On-trade should be exempt from DRS

Support for deposit return scheme but opinion is split

There’s support for including DRS-related information on containers

TRADE group UK Hospitality has called for on-trade businesses to be exempt from any form of a deposit return scheme (DRS).

It put forward the view in its submission to a Scottish Government consultation on how a DRS could work in practice in Scotland.

Willie Macleod, executive director for Scotland at UK Hospitality, said in the group’s submission that any DRS scheme should “centre on avoiding confusion and unnecessary cost for businesses”.

And he stated that hospitality businesses “which are serving customers who will consume drinks and other products served in containers which fall within the scope of a DRS for consumption on the premises should not be required to charge a deposit to such customers”.

An analysis of that consultation, which garnered over 3000 responses, found support both from organisations and the general public for the introduction of a DRS, with a minimum deposit charge of between 15p and 20p per container. It also found that 65% of respondents were in favour of a ‘staged approach’ – starting with a core set of materials (eg. PET plastic, metal cans, glass bottles) and then expanding its scope in the future.

Organisations and individuals agreed that producers should be required to put DRS-related information on containers.

While individuals supported a DRS that includes the “widest range of materials possible”, organisations were more likely to support a scheme which targeted either PET plastic containers only; PET plastic and metal cans; or PET plastic, metal cans and glass containers.

Hospitality respondents also stated that a focus solely on PET plastic containers “would minimise disruption and adverse impacts on small businesses, such as independent brewing companies, who would be required to have separate bottling runs for any products sold in glass containers in Scotland”.
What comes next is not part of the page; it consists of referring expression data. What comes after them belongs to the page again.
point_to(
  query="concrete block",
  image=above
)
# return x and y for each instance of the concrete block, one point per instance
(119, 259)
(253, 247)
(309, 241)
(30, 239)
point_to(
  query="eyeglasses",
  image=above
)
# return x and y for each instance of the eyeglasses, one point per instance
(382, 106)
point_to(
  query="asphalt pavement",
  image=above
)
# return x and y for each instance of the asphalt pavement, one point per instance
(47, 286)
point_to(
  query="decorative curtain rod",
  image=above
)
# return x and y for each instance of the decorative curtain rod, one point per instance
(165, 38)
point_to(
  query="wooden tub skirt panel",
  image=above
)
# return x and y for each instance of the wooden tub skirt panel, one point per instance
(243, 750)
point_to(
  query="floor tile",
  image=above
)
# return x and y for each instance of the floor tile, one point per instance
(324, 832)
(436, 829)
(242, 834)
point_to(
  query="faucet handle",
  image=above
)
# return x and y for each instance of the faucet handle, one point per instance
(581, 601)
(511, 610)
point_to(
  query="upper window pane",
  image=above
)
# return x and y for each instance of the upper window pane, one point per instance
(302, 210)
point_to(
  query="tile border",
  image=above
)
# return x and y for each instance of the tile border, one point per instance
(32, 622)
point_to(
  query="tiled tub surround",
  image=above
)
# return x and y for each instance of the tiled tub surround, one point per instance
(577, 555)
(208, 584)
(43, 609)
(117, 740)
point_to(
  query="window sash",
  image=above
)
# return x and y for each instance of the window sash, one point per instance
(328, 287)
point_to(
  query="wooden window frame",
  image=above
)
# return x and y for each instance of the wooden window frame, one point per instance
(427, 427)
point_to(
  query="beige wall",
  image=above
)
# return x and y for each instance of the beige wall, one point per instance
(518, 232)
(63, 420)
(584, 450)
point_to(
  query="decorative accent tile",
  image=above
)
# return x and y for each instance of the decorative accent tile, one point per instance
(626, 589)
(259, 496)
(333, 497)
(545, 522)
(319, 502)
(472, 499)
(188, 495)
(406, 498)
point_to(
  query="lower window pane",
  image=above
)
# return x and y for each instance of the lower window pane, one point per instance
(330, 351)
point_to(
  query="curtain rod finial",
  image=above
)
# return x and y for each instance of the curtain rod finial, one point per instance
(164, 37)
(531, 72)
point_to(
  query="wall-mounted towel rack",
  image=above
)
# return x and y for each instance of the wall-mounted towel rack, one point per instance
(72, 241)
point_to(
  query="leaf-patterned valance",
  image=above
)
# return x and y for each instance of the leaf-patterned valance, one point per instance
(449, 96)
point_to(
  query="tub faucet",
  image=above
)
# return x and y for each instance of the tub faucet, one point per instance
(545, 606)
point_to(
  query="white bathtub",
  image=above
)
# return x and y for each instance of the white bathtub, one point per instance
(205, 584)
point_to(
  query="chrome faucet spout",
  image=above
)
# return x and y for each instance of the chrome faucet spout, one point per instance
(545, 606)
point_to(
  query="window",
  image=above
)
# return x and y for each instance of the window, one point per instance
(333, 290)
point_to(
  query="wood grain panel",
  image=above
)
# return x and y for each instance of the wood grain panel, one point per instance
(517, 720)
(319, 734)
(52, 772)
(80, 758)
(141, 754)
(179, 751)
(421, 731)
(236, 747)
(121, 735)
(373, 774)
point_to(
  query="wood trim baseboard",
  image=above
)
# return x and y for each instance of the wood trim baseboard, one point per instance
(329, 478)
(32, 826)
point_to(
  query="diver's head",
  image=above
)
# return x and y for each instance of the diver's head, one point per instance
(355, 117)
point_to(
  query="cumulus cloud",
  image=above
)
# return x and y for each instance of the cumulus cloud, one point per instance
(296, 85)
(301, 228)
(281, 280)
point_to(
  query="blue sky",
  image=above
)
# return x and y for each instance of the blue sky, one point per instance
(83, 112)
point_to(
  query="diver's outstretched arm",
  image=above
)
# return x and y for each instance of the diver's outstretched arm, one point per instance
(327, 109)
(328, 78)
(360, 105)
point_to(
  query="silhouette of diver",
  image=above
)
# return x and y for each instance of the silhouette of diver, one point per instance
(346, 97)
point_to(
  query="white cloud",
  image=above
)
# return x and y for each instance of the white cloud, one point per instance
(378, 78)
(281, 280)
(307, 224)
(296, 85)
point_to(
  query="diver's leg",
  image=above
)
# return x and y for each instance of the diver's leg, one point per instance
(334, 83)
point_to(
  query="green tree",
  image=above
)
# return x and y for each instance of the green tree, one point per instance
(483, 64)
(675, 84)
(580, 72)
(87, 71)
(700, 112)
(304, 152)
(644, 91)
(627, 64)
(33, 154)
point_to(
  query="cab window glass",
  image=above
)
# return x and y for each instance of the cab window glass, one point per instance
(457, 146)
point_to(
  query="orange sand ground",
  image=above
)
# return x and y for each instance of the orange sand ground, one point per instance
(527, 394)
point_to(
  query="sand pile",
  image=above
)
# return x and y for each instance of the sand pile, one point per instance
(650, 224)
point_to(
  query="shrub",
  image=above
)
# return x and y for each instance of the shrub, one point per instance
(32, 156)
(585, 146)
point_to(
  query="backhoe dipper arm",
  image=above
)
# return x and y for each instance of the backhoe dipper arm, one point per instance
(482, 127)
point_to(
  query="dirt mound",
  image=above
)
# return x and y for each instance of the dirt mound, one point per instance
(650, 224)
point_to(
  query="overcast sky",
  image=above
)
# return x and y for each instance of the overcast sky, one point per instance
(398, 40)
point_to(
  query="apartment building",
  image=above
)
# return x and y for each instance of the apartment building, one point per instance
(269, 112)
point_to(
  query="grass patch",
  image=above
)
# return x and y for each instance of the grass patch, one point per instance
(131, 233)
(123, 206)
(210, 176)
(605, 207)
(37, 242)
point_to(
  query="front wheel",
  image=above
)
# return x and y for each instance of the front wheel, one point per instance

There was also said to be “no clear consensus” about which of the four DRS systems suggested would work best – but there was agreement between organisations and individuals that a deposit return in Scotland should be “easy to use for consumers and other key stakeholders (producers, retailers, manufacturers)” and that it would preferably be part of a UK-wide system.

An advisory group is expected to meet soon to discuss the implementation of DRS in Scotland.